このプロジェクトでは、従来のセラミックスを超える耐熱性・耐腐食性を備えたファインセラミックスの開発を目指し、産学官が一体となって取り組みました。この構想は日本にも大きな影響を与え、米国から約10年遅れるかたちで1981年にファインセラミックスプロジェクトが始動します。このプロジェクトは1992年まで続き、国を挙げて新技術の開発に全力を注ぐ一大国家事業となりました。それほどまでにファインセラミックスは、新規性と将来性を兼ね備えた技術として期待されていたのです。
6.現在のファインセラミックス
ファインセラミックスとは、高度な技術によって精密に製造された非金属系の無機材料を指します。「ファイン」とは「精密」を意味し、高純度の原料を使用しながら、化学的および物理的特性を精密に制御することで、特定の機能を発揮するよう設計されています。これにより、耐熱性、耐摩耗性、絶縁性、高い機械的強度など、従来のセラミックスを凌駕する優れた特性を持ち、エレクトロニクス、医療、宇宙産業、エネルギー分野といった最先端の産業分野で幅広く活用されています。

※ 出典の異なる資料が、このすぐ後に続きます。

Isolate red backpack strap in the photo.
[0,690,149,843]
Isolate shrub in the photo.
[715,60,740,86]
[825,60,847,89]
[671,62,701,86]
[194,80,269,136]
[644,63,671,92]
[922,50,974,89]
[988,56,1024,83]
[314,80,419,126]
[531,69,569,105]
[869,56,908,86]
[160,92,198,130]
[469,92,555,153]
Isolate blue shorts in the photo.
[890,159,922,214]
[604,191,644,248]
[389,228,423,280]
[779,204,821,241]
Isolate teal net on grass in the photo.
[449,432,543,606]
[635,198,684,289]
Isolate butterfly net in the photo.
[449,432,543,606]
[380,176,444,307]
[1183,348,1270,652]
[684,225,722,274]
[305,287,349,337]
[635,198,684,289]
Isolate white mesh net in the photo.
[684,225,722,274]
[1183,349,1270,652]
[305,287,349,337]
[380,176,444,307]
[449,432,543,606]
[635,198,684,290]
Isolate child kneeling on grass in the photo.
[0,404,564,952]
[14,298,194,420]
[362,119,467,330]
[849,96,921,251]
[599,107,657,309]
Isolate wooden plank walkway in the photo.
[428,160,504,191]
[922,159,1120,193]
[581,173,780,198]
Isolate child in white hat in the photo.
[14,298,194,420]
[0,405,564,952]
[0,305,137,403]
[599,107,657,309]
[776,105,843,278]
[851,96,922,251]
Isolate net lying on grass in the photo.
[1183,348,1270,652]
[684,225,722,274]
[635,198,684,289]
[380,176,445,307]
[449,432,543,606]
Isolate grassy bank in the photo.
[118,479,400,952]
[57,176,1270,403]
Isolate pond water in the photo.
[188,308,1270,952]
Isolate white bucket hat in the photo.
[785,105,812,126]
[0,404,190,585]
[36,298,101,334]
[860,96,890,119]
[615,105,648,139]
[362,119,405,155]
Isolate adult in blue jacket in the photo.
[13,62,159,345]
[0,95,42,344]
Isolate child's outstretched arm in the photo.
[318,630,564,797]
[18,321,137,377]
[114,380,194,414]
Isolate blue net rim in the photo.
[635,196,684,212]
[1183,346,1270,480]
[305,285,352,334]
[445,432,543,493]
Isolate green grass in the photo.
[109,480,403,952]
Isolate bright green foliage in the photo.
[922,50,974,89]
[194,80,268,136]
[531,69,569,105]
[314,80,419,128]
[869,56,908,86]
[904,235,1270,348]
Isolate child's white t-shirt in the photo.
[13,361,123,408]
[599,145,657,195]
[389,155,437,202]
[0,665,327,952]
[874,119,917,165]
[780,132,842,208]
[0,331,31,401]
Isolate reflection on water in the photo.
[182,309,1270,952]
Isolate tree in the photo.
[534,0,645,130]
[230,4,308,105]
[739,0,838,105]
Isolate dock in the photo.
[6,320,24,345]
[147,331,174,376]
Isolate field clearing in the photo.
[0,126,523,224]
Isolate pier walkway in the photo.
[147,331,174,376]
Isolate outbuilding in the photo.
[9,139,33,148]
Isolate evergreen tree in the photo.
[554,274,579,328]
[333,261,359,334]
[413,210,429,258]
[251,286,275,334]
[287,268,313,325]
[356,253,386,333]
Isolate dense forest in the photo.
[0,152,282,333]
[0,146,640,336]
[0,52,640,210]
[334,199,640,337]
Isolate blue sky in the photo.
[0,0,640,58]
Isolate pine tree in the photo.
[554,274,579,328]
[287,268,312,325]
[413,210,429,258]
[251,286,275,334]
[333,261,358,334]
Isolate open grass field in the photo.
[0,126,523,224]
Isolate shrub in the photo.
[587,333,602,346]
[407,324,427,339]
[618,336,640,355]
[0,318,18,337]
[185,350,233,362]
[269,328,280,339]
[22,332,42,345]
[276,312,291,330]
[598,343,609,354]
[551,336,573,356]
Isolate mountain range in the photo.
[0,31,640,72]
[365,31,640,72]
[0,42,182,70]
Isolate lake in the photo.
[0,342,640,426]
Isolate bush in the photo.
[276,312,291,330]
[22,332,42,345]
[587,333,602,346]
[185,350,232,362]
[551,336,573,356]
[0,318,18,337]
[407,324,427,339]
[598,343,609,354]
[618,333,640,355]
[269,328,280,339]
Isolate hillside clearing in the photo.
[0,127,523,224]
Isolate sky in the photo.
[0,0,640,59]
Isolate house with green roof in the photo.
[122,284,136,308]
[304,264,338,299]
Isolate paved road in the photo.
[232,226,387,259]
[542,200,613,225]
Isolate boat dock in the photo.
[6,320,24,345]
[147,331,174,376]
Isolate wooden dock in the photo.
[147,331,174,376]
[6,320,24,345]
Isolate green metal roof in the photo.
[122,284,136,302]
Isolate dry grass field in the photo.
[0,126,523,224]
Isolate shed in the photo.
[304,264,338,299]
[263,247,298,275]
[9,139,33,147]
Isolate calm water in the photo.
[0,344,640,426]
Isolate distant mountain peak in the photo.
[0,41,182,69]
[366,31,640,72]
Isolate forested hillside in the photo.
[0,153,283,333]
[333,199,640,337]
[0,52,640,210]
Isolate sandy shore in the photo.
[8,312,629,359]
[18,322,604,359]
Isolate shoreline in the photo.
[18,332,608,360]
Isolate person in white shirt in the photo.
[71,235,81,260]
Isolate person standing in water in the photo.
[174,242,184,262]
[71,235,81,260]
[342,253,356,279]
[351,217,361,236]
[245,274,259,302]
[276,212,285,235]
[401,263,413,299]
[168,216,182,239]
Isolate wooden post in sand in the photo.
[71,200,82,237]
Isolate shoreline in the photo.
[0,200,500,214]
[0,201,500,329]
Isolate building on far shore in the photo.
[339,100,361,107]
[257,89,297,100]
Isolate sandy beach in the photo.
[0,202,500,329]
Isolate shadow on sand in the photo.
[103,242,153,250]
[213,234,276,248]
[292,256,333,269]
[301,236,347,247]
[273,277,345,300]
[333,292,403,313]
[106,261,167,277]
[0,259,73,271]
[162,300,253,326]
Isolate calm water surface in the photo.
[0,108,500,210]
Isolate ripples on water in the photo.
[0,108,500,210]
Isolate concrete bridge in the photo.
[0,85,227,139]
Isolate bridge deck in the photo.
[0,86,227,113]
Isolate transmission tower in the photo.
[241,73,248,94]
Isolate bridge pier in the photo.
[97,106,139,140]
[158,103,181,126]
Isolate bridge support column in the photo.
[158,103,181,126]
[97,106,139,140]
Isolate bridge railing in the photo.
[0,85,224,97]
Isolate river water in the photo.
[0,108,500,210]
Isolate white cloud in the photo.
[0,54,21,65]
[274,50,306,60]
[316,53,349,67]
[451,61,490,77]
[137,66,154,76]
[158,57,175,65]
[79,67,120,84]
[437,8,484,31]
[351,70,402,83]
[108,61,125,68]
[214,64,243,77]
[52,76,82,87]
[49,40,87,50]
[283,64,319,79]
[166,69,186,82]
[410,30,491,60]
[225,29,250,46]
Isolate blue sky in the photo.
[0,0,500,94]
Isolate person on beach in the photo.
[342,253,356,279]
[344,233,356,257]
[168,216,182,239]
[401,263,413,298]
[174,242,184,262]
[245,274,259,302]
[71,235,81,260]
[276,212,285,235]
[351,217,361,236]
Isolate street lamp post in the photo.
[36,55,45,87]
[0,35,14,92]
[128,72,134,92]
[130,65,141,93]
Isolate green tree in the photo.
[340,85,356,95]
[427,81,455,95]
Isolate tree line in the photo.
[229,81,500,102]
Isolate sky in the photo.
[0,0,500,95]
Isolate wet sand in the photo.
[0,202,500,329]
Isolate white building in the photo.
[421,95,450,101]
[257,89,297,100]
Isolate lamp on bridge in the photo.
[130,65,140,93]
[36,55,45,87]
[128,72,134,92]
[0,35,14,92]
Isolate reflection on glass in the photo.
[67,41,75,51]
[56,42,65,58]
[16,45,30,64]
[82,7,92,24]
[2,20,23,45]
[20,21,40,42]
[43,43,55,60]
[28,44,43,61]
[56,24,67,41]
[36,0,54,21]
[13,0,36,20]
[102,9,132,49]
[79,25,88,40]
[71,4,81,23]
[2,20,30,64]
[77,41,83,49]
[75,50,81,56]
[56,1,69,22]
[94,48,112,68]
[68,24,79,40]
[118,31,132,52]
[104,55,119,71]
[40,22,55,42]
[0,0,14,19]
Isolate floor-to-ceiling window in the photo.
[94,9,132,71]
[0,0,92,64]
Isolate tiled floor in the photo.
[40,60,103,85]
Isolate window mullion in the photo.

ファインセラミックスは、伝統的な焼き物の一種に分類されますが、その製造方法には大きな違いがあります。一般的な陶磁器が粘土を主原料とするのに対し、ファインセラミックスでは高度に精製された無機原料や、化学的に合成された粉末を使用します。これらの粉末を精密に調整された化学組成で混合し、徹底的に制御された製造プロセスを経て作り上げる点が特徴です。このプロセスには、焼成温度や圧力条件の細かな管理が不可欠であり、それによって均一性と精密性の高い材料が生み出されます。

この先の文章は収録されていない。